April 12, 2019 01:03 am | Updated 01:03 am IST - Bengaluru

To conserve every drop: According to a resident of Bellandur, they plan to have at least 2,500 water recharge pits in the area.

To conserve every drop: According to a resident of Bellandur, they plan to have at least 2,500 water recharge pits in the area.

This summer, several neighbourhoods across Bengaluru have encountered severe water scarcity. In areas such as Bellandur, residents have cried foul over private water tanker operators allegedly playing truant and people trying to cash in on the situation by drilling borewells in just about any place, including footpaths.

Though the Bruhat Bengaluru Mahanagara Palike and Bangalore Water Supply and Sewerage Board have debated the problem, there has been little relief for citizens. This is why some of them have decided to take matters into their own hands.

Residents in Bellandur have started digging recharge wells on their premises with the aim of rejuvenating groundwater levels, which, in the city, have been alarmingly low.

Seema Sharma, a resident of the area, said the crisis became worse when tanker operators refused to supply water even when people were ready to pay more. “The aim is to have at least 2,500 of the one million water recharge pits being planned for the city in Bellandur. All communities are seriously working on it,” she said.

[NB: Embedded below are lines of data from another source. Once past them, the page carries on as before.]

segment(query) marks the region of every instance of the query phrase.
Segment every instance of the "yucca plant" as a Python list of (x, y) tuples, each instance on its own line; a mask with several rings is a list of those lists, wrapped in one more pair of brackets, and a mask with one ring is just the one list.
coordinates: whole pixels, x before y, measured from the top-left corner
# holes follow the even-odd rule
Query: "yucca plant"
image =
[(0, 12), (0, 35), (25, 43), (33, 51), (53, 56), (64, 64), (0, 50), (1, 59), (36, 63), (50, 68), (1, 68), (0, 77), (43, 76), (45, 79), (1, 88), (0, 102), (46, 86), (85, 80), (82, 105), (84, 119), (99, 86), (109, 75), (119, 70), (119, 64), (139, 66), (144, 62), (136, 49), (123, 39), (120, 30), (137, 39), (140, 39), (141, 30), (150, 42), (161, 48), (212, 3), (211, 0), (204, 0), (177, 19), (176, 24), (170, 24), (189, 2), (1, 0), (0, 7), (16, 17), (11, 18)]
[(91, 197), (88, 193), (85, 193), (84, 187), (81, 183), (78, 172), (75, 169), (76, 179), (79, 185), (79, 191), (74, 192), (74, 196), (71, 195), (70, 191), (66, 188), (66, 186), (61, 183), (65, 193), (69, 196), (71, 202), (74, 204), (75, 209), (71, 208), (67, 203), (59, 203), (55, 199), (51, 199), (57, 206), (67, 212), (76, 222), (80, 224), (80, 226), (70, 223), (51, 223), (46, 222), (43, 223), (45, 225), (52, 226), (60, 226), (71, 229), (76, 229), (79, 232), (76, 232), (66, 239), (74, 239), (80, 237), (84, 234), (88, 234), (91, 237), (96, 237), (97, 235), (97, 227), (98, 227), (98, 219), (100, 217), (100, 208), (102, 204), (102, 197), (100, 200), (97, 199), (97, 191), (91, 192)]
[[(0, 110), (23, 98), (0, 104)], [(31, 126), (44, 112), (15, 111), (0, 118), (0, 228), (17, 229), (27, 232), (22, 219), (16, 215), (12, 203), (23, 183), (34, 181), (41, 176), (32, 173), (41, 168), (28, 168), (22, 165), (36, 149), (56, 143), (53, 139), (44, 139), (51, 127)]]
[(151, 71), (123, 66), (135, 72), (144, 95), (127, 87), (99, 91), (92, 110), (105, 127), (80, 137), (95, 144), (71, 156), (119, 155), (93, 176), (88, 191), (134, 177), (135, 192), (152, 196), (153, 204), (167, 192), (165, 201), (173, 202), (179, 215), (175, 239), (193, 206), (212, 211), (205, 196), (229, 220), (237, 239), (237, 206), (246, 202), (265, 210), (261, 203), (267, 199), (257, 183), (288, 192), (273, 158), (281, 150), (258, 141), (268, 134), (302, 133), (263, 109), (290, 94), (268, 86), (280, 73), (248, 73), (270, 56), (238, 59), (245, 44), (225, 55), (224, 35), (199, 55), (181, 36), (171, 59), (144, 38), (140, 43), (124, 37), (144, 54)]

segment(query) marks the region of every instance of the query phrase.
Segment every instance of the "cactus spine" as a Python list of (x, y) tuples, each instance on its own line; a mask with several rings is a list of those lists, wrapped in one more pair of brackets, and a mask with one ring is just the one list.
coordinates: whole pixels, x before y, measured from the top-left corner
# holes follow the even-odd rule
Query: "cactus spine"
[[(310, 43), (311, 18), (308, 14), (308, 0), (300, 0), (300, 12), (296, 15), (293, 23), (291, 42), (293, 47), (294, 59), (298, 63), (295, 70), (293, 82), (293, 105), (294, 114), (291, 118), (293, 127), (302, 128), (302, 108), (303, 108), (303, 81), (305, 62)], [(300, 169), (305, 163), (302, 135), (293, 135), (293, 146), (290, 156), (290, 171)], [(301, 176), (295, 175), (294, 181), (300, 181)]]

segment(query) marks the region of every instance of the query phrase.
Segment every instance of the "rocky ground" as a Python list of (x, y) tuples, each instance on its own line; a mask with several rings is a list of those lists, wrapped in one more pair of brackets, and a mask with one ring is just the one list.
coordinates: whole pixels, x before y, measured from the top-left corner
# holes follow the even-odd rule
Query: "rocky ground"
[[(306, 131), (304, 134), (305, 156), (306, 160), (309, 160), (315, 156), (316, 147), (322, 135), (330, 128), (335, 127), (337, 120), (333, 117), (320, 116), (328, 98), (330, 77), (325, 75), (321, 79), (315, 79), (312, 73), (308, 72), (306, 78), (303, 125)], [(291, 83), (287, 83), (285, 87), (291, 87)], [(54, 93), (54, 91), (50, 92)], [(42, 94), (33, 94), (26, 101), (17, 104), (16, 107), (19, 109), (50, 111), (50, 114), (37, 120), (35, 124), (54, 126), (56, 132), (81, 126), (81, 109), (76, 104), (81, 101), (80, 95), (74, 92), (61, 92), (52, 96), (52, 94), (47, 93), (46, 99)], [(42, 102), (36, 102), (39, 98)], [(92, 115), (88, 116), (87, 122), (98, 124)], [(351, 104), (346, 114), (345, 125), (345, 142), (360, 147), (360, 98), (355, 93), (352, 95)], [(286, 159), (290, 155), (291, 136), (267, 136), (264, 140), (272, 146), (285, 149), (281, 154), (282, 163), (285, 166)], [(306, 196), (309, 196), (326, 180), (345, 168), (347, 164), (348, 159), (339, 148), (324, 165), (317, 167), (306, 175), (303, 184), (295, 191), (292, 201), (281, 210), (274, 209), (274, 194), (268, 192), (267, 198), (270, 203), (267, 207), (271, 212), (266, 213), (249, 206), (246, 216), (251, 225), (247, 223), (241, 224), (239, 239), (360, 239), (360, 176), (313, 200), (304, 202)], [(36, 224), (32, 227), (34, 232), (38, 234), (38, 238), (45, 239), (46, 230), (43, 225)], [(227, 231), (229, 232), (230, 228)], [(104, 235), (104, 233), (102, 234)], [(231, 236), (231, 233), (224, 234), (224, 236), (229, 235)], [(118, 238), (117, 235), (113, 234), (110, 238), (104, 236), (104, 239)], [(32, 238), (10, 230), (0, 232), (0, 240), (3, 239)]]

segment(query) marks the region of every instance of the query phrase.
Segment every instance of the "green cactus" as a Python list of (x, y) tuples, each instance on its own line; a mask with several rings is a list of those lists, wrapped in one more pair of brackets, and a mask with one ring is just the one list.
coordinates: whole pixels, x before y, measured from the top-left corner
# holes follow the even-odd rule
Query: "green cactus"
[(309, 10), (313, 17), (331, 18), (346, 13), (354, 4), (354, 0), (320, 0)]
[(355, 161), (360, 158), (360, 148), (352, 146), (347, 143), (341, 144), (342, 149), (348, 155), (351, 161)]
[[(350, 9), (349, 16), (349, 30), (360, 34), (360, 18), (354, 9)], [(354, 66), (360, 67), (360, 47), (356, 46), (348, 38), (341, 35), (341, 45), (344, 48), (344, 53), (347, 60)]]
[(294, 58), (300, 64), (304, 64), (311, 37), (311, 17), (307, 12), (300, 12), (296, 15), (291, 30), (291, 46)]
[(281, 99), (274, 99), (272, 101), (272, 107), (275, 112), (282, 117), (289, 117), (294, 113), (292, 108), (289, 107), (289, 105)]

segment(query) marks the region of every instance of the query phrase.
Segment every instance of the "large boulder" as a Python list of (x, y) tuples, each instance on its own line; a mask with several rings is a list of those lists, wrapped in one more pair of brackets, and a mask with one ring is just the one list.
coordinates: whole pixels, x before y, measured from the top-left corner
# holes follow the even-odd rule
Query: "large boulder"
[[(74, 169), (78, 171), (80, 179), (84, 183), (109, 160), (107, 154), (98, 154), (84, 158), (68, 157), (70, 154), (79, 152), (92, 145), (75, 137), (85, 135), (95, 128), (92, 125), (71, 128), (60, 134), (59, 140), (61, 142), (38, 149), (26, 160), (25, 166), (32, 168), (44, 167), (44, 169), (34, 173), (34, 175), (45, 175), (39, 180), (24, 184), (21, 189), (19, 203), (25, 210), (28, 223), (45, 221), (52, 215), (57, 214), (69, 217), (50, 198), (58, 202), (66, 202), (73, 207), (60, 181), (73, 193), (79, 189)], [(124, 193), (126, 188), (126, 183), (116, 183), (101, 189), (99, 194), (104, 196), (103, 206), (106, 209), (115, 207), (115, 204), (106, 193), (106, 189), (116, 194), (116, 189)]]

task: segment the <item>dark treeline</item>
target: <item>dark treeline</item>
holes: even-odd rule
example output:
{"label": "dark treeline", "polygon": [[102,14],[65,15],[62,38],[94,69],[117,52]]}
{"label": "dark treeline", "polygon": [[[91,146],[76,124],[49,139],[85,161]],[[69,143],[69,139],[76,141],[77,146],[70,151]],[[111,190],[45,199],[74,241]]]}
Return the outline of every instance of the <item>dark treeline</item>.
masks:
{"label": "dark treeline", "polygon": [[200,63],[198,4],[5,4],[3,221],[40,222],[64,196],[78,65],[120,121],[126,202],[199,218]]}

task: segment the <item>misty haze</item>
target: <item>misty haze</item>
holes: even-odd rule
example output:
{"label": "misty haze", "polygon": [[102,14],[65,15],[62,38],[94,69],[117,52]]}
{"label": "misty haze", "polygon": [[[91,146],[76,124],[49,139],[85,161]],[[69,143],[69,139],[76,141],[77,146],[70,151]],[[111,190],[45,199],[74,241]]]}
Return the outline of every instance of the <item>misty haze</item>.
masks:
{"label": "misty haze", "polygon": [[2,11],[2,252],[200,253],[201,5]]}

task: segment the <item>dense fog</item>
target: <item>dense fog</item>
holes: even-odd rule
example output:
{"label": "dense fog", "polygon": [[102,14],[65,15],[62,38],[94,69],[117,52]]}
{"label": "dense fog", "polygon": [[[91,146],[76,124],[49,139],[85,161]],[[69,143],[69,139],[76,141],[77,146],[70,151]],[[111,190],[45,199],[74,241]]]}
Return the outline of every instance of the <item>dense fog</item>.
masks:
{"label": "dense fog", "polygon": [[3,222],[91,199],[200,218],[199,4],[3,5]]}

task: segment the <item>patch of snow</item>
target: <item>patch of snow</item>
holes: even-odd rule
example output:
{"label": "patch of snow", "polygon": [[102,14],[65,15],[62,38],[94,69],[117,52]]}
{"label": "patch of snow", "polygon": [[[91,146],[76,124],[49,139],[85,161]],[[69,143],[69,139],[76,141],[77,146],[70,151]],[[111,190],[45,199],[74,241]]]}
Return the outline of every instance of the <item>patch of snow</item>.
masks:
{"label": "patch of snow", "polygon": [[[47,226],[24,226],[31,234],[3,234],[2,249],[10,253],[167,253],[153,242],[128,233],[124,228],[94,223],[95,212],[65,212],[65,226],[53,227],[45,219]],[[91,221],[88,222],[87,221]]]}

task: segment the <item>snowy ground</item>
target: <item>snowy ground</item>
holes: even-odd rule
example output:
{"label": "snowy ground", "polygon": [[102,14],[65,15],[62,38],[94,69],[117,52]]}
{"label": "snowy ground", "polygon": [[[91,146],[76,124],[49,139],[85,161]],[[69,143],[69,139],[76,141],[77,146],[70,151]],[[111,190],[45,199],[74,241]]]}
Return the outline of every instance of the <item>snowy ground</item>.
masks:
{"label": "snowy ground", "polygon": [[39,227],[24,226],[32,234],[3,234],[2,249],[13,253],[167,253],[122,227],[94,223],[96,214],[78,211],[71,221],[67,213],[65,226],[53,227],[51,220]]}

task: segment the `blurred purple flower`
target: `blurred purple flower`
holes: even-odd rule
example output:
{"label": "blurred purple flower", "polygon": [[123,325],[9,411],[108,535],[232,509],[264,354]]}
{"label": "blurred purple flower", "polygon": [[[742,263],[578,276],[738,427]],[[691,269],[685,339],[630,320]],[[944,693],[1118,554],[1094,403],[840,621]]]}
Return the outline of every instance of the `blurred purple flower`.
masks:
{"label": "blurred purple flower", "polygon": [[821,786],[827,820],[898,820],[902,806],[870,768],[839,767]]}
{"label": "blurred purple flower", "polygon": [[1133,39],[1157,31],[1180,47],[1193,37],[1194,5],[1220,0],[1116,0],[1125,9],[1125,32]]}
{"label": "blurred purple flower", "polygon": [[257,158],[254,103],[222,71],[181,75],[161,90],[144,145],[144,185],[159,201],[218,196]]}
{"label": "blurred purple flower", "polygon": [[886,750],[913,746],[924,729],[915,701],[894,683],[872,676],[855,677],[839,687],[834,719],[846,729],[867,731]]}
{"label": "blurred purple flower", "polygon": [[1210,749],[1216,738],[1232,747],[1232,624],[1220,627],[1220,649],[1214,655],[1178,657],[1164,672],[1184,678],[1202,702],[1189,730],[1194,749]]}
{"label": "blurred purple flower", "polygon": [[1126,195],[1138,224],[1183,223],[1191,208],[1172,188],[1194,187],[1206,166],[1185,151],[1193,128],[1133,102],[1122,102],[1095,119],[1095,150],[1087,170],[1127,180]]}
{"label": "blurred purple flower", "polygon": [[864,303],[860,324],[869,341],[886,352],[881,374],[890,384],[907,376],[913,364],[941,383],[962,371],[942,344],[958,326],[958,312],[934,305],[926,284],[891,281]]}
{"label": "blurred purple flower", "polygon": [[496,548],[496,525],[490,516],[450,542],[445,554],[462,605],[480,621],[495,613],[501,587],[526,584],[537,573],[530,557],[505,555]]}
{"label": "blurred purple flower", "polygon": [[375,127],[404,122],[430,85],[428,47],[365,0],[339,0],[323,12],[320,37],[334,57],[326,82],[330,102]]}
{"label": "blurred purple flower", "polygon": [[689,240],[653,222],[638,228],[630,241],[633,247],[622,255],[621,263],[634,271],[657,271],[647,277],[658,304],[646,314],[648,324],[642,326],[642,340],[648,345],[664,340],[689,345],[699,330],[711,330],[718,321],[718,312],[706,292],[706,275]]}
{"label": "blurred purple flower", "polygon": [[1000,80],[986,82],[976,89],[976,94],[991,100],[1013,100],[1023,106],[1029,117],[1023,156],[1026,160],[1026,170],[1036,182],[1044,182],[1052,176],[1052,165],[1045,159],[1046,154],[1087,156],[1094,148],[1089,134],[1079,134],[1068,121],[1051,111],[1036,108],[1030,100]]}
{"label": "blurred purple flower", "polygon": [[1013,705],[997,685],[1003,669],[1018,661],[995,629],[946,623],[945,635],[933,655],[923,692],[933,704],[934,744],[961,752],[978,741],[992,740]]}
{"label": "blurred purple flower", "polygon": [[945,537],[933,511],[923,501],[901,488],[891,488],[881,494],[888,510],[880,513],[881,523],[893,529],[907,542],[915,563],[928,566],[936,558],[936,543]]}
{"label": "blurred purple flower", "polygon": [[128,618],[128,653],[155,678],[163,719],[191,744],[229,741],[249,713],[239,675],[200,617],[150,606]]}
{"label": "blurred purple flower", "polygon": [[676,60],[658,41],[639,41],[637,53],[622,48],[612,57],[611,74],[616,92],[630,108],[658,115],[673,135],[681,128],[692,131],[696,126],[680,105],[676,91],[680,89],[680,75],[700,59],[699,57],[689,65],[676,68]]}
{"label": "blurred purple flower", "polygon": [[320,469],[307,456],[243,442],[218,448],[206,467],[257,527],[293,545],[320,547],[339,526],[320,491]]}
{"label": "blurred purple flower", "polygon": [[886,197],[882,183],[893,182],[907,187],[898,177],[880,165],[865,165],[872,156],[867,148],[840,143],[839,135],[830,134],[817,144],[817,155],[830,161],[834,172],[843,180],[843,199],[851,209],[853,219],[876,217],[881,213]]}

Srinivasa S.A., an IT professional who lives in a layout off Sarjapur Road, said they were residents of some 25 independent houses who had not been affected as badly as residents of apartments in the area, but had already started digging pits.

“We are funding this ourselves. We are getting recharge pits done in each house, as well as one big one for the layout. Though we are comparatively in a more remote place and are not yet surrounded by large apartments, we have already seen borewell water reduce. We foresee more buildings coming up around us, which will increase the problem. We want to be prepared,” he said.

The pits they are digging on their premises require around 3 ft space, are 1 ft away from the foundation, and need around ₹25,000 investment, said Mr. Srinivasa.

Luke Dhanaraj from the Bellandur Development Forum said there were around 100 apartment complexes in the area and the idea was to ensure that not a single drop of rainwater was allowed to flow out of one’s premises.

“We had a workshop a month back where inputs on harvesting rainwater were discussed. Apart from using rainwater by installing harvesting systems, we are in the process of setting up recharge pits before the onset of monsoon,” he said.